Albom depicts in extraordinary detail why Rabbi Lewis was convinced that the congregational rabbinate was a privileged job — without the condemnation or condescension other authors show — and why his laity regarded Lewis as holy and indispensable.
During one meeting, Lewis compares himself with a salesman who, when spit at by a customer, concludes, “Must be raining!“ Joyfully stubborn, the salesman returns the next day. The comparison illustrates Lewis’ enthusiasm in imparting Torah and Mitzvot to his congregation, in spite of being rebuffed by laity who prefer not to be bothered. The rabbi so values the congregational rabbinate that when warned by the chancellor of the Jewish Theological Seminary that he is unsuited for the pulpit rabbinate, he takes a job as a camp counselor, but eventually finds his way back to the pulpit.
Years later, as Lewis’ physical powers decline, he turns down the offer to deliver a sermon in his former congregation, not because of personal vanity, but so as not to remind his former congregants that he is dying. “I don’t want to scare them like that,” he says.
When Lewis died in 2008 at age 90, Albom laments in his eulogy, “You were a clergyman of the people, never above the people.… How can…any of us let you go? Where do we look for you now?…Where you have been trying — good sweet Man of God — to get us to look all along. We look up.”
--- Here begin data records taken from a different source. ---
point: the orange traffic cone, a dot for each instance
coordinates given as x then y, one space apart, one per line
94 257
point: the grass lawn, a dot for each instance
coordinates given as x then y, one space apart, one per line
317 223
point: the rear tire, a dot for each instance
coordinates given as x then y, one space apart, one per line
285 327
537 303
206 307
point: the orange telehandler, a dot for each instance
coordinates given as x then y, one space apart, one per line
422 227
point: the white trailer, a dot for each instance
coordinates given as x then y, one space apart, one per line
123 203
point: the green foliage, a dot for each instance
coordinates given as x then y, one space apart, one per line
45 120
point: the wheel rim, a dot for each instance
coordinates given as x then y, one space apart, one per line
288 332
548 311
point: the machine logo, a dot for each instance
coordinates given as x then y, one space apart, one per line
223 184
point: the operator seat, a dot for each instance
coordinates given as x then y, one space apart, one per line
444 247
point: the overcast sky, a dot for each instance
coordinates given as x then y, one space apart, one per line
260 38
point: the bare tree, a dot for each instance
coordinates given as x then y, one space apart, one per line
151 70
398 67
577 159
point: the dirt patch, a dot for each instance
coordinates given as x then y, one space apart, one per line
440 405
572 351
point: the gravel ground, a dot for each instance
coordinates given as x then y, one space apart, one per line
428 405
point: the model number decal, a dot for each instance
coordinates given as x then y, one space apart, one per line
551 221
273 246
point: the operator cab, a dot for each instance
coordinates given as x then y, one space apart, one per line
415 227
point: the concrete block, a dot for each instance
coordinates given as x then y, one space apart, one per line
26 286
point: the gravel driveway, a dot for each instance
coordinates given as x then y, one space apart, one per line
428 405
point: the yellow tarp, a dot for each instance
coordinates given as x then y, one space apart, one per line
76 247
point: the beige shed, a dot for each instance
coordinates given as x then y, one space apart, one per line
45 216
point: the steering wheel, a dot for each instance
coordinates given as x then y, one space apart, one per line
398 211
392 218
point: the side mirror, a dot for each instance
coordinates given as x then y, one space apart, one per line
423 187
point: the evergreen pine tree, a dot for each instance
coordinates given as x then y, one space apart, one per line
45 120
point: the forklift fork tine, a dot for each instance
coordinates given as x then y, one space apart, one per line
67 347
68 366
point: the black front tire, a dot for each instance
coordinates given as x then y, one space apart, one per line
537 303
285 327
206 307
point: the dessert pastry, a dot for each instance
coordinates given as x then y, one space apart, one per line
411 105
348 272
To Lewis, both his belief in God and the sanctity of his role in transmitting that belief to his congregation were greater than the minor annoyance of shul politics.
Albom’s affectionate portrayal of a rabbi runs counter to what we learn from most representations in popular culture. That negative trend was depicted in the 1960s with the best-seller “Heaven Help Us!” by Herbert Tarr, in which a young bachelor rabbi in his first pulpit, although eager to spread the word of Judaism, is incompetent. “Heaven Help Us” was part of a broader societal trend during a decade that challenged the authority of many religious and secular figures.
Little was done to rehabilitate that image by films and books like the 1989’s “Enemies a Love Story,” an adaptation of Isaac Bashevis Singer’s novel, and 2002’s “The New Rabbi, a Congregation Searches for its Leader,” a book that chronicles the search for a rabbinic successor to an iconic senior rabbi who has served another Conservative synagogue in the suburbs of Philadelphia.
Even the television show “Seinfeld” included episodes that maligned the reputation of a rabbi. In one viewing, the character Elaine (played by Julia Louis-Dreyfus), jealous that her friend George Costanza (Jason Alexander) has become engaged, consults a rabbi in her building. The rabbi gossips about Elaine’s jealousy to others, and, in a later episode, makes a pass at her.
Most recently, the Coen Brothers’ “A Serious Man” presented three rabbis as lazy, unhelpful or ineffective, unwilling or unable to help Larry Gopnick in his Job-like suffering.
The idea is beginning to change, however, with Albom’s book, which is helping to rehabilitate the modern rabbi’s role. “Have a Little Faith” will no doubt put a dent in the image of the ineffective rabbi. More importantly, it serves as an accurate portrayal of a man of God who, by modeling his own faith, showed the rest of us how to find ours.
Gerald Zelizer has been rabbi of Congregation Neve Shalom in Metuchen in New Jersey for 40 years. He is a past president of the Rabbinical Assembly.